Smith & Sidky’s Becoming Agile in an Imperfect World opens with a description of the Quecreek mine rescue as a metaphor for Agile software development. They identify elements of the rescue team’s efforts that are shared with Agile development. Those elements include the presence of time constraints to the work (see Newspaper Production as a Metaphor for Software Development for analysis of the example used), the need to establish and follow priorities, expecting and embracing change, and collaborative teamwork. I think the same could be said of a host of different human activities but whether that establishes them as reasonable metaphors for Agile software development is less certain.

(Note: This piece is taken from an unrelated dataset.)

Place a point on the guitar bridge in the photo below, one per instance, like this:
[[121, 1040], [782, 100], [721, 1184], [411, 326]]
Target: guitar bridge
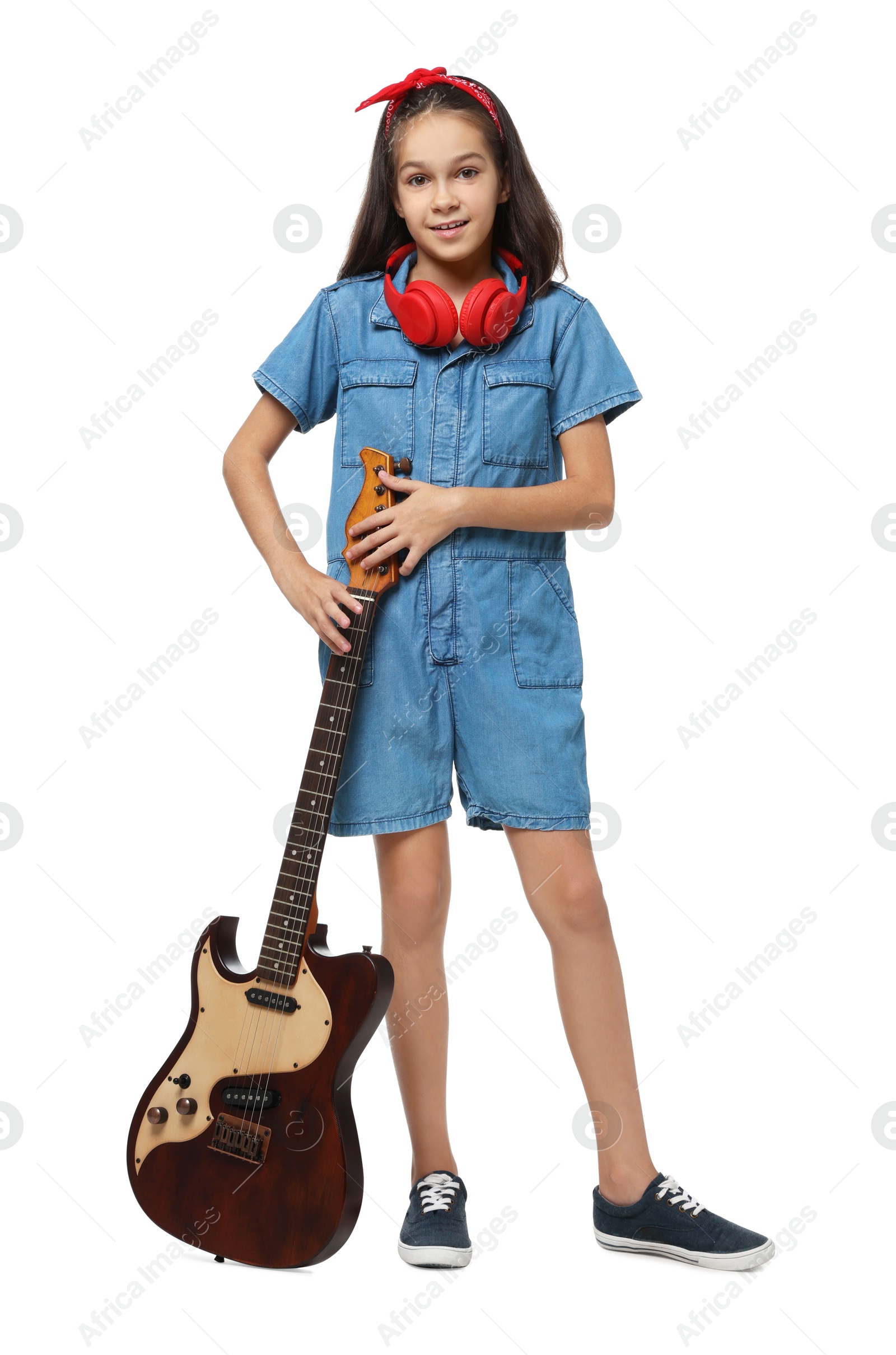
[[232, 1137]]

Unexplored with this metaphor are the ways in which disaster response differs from Agile software development. Unlike disaster response, which is often an all-out, round-the-clock activity, software development is intended per the 8th Agile Principle to “Maintain a sustainable working pace.” In the case of the mine rescue, deadlines were not known in advance and were themselves subject to review and change throughout the process. Agile software development typically works with pre-specified work deadlines as a means of creating focus on delivery and tends to resist changes to those deadlines (e.g., rarely, if ever, changing sprint duration during a sprint in Scrum). Finally, while the focus of Agile software development is to create a reusable product, disaster responses typically make no effort to create reusable processes or products, focusing instead on resolving the immediate threat to people or valued assets with the expectation that reusable learning will follow in retrospective reviews. And, of course, those retrospective reviews are very different from Agile retrospectives in scope and scale (e.g., weeks of Congressional hearings following the Challenger disaster).

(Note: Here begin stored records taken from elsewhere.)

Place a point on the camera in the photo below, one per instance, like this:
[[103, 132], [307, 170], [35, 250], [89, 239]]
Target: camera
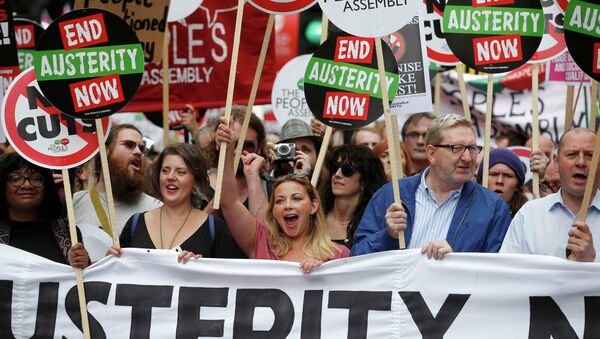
[[285, 151]]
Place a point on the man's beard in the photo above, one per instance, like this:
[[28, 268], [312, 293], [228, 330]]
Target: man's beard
[[127, 188]]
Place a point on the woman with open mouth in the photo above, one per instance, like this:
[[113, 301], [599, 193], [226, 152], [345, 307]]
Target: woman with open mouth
[[295, 227]]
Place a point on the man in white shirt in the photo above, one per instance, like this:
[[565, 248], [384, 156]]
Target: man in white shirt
[[548, 226]]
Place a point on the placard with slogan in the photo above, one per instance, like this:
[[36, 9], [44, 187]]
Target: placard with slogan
[[282, 6], [288, 100], [9, 62], [27, 34], [89, 63], [41, 133], [494, 36], [341, 82], [369, 18], [147, 18], [582, 35]]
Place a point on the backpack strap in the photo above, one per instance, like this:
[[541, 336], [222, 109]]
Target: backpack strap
[[211, 226]]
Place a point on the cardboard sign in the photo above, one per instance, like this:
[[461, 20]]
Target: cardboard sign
[[583, 36], [147, 18], [288, 100], [369, 18], [414, 92], [282, 6], [341, 82], [564, 69], [9, 62], [41, 133], [27, 35], [553, 43], [89, 63], [493, 36], [437, 47]]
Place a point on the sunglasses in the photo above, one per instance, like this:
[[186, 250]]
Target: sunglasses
[[348, 169]]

Of the software systems activities I have been part of, I think the one most closely parallel to the mine rescue would not be software development but rather efforts to deal with production software issues and outages, especially in the context of mission critical systems. In addition to the common elements identified above, those situations also are characterized by the elements where the mine rescue differs from software development, being all-out, round-the-clock efforts, evolving deadlines, and focus on getting the system service functioning by any means necessary with the expectation that long-term solutions and reusable elements can be created later.